In some embodiments of the invention, the nutrient intake profile is calculated from the age, sex, and food material information of the multi-day meal of each sample in the first sample set, and the nutrient intake profile is characterized by the second data set. The nutrient intake is divided into three cases: if the value is lower than the standard value, the value is recorded as low; equal to the standard value, and is recorded as medium or moderate; higher than the standard value, high or slightly high.
Referring to fig. 3, in some embodiments of the invention, the nutrients include protein, fat, glucose.
Preferably, the characteristics of the second sample set include age, glycemic load, fat, protein, obesity, genetic history of diabetes. Note that, glycemic load index (GL): GL ═ food GI × the amount of actually available carbohydrate (g) ingested for that food. Glycemic Index (GI): refers to the percentage value of the blood glucose response level in vivo after eating a carbohydrate 50g meal or an equivalent amount of standard meal (glucose or white bread). The calculation formula is as follows: glycemic index is the area under the curve for the rise in blood glucose two hours after eating a certain food containing 100g of glucose equivalent in sugar/the area under the curve for the rise in blood glucose two hours after eating 100g of glucose x 100. The GI value of glucose is usually set to 100. Therefore, the glycemic load is somewhat related to other nutrients such as glucose, proteins, fats, etc.
Referring to fig. 3, 5a and 5b, in some embodiments of the invention, to prevent under-or over-fitting of the model, the features of the sample need to be normalized.

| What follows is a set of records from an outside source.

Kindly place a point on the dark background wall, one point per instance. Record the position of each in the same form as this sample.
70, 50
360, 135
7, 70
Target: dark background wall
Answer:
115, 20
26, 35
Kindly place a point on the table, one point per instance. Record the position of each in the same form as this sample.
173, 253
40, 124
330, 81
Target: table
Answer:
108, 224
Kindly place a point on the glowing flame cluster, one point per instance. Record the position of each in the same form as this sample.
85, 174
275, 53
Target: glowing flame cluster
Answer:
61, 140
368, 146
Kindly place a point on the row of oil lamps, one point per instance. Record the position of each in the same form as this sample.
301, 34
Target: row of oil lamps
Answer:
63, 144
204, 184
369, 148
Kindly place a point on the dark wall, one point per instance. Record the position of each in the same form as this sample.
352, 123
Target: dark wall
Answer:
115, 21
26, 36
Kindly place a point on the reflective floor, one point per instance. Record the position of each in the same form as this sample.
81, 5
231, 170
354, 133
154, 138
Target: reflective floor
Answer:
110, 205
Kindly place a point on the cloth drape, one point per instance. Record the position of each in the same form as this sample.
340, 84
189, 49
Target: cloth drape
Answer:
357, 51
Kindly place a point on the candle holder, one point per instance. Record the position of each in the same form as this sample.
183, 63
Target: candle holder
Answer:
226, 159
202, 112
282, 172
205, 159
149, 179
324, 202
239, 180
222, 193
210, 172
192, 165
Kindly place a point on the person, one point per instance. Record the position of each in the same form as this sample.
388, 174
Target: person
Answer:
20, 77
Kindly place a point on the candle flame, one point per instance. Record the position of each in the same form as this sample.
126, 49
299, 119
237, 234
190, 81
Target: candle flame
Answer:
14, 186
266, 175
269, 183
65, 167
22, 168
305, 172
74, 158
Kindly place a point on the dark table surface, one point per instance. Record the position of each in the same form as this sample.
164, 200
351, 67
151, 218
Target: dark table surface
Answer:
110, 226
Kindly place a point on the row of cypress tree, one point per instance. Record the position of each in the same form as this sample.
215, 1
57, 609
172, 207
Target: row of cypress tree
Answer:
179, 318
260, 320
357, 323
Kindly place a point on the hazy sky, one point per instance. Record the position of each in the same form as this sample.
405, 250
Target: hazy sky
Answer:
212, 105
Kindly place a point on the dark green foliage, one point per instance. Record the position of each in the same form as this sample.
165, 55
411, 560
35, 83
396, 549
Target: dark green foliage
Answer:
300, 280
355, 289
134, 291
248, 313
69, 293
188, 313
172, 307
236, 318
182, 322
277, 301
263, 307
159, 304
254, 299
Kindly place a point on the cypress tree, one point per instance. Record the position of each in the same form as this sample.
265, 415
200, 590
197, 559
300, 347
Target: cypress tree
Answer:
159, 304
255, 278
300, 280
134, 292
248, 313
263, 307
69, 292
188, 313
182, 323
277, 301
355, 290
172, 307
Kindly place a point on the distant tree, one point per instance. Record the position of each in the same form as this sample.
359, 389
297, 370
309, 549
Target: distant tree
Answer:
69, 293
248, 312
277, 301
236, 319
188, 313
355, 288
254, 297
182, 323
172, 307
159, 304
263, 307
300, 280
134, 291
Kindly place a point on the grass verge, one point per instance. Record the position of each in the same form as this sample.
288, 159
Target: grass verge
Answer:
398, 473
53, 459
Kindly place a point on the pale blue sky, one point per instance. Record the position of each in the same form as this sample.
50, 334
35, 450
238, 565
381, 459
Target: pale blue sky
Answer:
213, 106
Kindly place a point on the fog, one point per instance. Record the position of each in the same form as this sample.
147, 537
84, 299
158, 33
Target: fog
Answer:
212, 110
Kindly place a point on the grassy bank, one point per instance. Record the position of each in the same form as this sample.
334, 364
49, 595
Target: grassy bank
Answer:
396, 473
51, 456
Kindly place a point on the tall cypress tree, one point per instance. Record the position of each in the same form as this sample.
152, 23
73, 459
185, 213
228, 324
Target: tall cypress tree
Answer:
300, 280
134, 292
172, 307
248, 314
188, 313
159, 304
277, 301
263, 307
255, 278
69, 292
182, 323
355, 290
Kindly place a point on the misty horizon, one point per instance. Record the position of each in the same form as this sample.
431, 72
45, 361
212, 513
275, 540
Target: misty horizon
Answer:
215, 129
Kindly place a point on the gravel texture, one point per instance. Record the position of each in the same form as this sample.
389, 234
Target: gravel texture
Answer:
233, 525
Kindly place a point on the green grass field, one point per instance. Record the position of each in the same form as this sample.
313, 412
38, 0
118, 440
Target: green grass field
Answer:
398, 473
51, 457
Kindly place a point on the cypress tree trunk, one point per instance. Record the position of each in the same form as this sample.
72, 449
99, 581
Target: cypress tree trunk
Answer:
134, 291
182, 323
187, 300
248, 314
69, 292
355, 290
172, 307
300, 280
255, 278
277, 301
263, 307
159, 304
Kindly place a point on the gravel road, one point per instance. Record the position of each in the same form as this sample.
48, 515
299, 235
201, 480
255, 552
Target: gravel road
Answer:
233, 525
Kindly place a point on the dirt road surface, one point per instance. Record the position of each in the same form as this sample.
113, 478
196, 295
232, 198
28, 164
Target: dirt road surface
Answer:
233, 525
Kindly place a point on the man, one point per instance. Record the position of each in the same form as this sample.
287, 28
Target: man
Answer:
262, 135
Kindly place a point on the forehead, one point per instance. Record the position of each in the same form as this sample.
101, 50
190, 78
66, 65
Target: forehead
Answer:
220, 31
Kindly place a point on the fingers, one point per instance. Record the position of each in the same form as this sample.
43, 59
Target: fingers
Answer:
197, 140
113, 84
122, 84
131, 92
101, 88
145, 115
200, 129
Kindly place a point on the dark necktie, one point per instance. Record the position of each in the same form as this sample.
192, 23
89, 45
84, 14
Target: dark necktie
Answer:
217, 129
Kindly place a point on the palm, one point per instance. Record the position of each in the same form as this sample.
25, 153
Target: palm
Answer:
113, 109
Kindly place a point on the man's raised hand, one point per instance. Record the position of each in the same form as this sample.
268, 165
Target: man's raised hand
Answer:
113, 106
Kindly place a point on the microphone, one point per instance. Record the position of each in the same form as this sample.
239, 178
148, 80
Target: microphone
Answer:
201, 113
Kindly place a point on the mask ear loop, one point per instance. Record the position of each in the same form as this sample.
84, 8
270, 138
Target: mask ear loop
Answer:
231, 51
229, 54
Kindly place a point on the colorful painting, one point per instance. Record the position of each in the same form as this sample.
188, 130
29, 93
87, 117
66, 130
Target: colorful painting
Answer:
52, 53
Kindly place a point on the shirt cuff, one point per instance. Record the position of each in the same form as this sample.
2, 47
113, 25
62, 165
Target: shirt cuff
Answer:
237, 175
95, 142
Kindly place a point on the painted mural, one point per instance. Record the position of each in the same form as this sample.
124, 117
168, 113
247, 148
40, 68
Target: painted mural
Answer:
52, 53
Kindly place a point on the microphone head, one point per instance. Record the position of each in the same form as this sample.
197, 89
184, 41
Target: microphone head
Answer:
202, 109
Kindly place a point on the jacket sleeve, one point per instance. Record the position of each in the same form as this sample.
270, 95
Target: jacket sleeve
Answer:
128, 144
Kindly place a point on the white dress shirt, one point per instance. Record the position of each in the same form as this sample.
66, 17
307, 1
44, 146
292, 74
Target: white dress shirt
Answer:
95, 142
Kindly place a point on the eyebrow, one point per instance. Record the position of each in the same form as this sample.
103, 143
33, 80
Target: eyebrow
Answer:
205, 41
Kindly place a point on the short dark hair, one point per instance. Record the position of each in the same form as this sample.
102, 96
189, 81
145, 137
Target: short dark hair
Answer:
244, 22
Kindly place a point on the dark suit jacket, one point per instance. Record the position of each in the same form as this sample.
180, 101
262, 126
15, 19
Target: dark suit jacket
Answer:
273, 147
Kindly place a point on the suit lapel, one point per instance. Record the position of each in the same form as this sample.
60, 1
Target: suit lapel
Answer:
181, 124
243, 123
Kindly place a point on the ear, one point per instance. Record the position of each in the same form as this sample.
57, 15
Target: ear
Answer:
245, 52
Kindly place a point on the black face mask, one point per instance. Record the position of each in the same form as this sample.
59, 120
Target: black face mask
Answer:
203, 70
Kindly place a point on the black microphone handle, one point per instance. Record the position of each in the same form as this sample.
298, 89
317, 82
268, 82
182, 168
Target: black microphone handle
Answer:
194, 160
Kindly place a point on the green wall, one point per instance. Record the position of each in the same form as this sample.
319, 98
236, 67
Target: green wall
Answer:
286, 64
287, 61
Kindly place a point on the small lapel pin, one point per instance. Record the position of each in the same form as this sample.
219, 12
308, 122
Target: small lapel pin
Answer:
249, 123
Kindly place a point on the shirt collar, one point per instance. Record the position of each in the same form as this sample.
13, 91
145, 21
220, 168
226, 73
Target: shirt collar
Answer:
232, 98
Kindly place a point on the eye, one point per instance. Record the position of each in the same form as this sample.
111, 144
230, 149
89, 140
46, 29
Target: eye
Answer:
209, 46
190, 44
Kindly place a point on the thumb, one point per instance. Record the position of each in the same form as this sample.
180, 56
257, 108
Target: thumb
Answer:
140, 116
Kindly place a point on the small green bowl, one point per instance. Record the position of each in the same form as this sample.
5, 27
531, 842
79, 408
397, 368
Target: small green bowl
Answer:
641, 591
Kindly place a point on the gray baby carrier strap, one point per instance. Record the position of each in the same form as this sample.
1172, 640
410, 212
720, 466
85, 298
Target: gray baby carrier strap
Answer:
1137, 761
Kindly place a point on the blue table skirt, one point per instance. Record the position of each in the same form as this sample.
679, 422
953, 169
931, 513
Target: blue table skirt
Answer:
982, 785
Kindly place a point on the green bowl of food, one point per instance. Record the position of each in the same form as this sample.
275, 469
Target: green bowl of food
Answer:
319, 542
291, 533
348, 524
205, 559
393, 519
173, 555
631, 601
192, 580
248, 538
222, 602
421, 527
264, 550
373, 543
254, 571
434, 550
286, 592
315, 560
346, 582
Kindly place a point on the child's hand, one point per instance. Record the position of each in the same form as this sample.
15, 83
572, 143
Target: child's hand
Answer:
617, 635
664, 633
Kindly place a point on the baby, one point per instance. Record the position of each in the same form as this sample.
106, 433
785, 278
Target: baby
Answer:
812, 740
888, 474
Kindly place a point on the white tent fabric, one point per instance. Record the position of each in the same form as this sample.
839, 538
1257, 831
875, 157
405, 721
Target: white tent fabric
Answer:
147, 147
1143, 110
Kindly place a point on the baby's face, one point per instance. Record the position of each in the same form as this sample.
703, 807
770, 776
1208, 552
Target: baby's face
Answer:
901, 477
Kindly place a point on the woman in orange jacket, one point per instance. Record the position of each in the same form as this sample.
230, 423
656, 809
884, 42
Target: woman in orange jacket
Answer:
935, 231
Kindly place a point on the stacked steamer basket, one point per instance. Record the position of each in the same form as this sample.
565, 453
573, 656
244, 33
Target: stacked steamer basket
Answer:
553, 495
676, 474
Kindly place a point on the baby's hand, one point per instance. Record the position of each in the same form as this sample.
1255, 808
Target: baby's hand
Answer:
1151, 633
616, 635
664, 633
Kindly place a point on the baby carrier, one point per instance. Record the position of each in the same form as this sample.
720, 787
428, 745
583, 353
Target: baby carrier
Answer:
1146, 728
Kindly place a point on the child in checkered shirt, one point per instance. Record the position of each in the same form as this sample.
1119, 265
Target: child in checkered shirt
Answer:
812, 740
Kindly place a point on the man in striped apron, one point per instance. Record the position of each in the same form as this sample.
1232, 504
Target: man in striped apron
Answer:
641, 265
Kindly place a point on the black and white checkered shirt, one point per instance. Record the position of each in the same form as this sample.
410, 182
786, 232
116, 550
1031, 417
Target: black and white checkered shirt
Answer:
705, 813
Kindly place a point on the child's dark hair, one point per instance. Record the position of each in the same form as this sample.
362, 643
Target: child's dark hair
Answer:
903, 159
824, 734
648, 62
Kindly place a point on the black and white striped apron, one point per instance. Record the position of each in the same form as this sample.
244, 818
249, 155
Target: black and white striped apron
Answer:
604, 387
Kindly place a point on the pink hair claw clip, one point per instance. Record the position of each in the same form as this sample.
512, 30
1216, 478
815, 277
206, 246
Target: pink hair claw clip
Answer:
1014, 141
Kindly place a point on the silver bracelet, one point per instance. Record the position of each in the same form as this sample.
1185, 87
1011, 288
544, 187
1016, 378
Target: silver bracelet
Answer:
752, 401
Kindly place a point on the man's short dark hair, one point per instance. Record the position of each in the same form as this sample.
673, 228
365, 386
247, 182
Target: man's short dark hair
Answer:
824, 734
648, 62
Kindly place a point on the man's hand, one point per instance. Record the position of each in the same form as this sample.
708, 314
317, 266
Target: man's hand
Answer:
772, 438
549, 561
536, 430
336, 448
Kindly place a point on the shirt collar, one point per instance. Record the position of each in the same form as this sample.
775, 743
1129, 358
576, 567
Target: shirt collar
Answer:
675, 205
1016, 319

Because the food material information and the nutrients in the first sample set or the second sample set have a plurality of characteristics and the span range of the values is large, the classification results with relatively small other values are dominated by the characteristics, the influence of the other characteristics is weakened, and the data needs to be normalized. The characteristic dispersion is normalized by linear transformation of the original data, so that the result falls into a range from [0,1] to [0,10], and the range can be adjusted according to actual conditions.
Referring to FIG. 4, in some embodiments of the invention, the decision tree model has the blood Glucose Load (GL) as the root node of the decision tree model.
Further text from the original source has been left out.